Strafe für Homosexualität Malaysias Oppositionsführer Anwar muss fünf Jahre in Haft

Malaysias Oppositionsführer Anwar Ibrahim soll Sex mit einem Mann gehabt haben. Deshalb hat ihn das Oberste Gericht des Landes zu fünf Jahren Gefängnis verurteilt. Seine politische Karriere scheint damit am Ende.

Anwar vor der Urteilsverkündung in Kuala Lumpur: "Ich bin unschuldig"
REUTERS

Anwar vor der Urteilsverkündung in Kuala Lumpur: "Ich bin unschuldig"


Kuala Lumpur - Das Oberste Gericht in Malaysia hat die Haftstrafe gegen den wichtigsten Oppositionellen des Landes bestätigt: Anwar Ibrahim muss für fünf Jahre ins Gefängnis, weil er 2008 Sex mit einem früheren Mitarbeiter gehabt haben soll. In dem mehrheitlich muslimischen Land ist Homosexualität verboten und kann mit 20 Jahren Freiheitsentzug bestraft werden.

2012 war Anwar vom Vorwurf, eine homosexuelle Beziehung zu dem Ex-Mitarbeiter unterhalten zu haben, freigesprochen worden. Doch im März 2014 kippte ein Berufungsgericht das Urteil der Vorinstanz und verurteilte den ehemaligen Vize-Regierungschef zu einer fünfjährigen Haftstrafe. Dagegen ging Anwar, der die Vorwürfe bestreitet und zunächst auf freiem Fuß blieb, in Revision - ohne Erfolg.

"Ich werde zum dritten Mal ins Gefängnis gehen, aber ich werde es mit erhobenem Haupt tun", sagte der Politiker in einer Erklärung, die noch im Gericht verlesen wurde. "Ich bin unschuldig.
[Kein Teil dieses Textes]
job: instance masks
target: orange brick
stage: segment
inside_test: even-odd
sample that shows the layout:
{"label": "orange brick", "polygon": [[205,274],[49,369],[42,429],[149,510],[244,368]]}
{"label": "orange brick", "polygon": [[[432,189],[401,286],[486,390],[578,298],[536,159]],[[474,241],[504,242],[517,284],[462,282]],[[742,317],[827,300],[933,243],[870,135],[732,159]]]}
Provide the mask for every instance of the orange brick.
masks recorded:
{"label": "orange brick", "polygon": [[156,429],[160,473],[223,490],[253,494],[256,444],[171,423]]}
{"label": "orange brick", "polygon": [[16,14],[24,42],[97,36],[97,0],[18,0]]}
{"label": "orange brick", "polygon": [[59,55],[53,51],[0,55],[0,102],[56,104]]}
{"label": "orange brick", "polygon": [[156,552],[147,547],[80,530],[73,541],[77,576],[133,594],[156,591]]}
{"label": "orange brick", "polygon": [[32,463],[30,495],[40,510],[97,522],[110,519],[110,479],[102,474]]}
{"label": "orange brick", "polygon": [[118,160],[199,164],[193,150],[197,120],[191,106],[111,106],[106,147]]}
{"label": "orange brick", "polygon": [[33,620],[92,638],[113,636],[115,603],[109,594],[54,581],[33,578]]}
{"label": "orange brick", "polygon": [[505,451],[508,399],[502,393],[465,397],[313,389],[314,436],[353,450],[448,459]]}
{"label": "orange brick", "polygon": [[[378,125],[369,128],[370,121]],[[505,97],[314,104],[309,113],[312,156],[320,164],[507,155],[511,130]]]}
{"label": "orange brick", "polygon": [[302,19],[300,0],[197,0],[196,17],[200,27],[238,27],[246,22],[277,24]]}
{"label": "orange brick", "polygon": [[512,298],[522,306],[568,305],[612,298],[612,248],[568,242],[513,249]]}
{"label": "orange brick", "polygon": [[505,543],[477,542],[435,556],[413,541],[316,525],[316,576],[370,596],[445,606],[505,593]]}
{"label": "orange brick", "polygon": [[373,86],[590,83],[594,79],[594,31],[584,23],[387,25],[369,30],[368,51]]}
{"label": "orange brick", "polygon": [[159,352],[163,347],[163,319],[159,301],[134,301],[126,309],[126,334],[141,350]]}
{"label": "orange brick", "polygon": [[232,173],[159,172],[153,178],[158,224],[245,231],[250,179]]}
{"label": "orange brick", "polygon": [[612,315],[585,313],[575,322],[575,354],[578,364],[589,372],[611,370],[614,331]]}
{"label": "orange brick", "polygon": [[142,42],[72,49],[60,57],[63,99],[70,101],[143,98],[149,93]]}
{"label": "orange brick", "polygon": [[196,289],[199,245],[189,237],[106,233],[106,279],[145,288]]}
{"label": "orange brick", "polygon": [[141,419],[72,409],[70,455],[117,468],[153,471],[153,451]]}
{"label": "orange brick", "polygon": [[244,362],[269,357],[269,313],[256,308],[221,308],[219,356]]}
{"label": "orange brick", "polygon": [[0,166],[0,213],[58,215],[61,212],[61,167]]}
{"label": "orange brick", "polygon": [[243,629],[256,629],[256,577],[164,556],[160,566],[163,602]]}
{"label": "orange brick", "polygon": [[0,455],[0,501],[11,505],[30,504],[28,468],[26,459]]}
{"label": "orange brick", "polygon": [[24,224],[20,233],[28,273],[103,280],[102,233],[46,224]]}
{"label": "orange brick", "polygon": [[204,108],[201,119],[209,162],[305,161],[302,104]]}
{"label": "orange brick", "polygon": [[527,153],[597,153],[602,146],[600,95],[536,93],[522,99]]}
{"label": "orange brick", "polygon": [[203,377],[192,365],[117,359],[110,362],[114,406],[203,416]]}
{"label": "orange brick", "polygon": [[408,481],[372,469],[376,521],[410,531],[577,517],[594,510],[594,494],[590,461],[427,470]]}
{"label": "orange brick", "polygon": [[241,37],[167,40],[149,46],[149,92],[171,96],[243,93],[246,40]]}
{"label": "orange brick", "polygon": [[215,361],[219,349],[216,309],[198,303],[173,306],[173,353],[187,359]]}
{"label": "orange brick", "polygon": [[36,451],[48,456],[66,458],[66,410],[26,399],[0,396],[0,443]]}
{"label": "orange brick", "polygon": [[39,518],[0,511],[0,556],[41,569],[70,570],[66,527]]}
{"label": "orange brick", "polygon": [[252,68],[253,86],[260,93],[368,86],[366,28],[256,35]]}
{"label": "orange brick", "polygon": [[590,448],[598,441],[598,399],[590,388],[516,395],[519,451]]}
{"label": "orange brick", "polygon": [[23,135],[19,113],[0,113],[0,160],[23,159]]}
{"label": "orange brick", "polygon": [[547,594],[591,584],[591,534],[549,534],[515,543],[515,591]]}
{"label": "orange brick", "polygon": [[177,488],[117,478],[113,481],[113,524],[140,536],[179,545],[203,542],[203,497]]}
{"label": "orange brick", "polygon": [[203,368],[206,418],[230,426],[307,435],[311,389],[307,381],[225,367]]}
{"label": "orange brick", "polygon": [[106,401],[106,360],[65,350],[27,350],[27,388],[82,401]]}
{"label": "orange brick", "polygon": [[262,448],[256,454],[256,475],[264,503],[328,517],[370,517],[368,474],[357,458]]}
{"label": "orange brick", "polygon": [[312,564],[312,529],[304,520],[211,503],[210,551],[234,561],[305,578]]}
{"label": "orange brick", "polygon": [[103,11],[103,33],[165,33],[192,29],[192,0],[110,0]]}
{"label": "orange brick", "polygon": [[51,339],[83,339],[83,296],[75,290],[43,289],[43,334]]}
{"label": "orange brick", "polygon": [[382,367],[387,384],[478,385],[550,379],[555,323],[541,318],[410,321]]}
Das ist eine politische Verschwörung, um meine Karriere zu beenden." Anschließend wurde Anwar in das Sungai-Buloh-Gefängnis gebracht, das etwa 30 Kilometer außerhalb von Kuala Lumpur liegt.

Durch das jetzige Urteil verliert Anwar seinen Abgeordnetensitz. Außerdem darf er nicht zu der für 2018 vorgesehenen Parlamentswahl antreten. Seine politische Karriere könnte damit beendet sein.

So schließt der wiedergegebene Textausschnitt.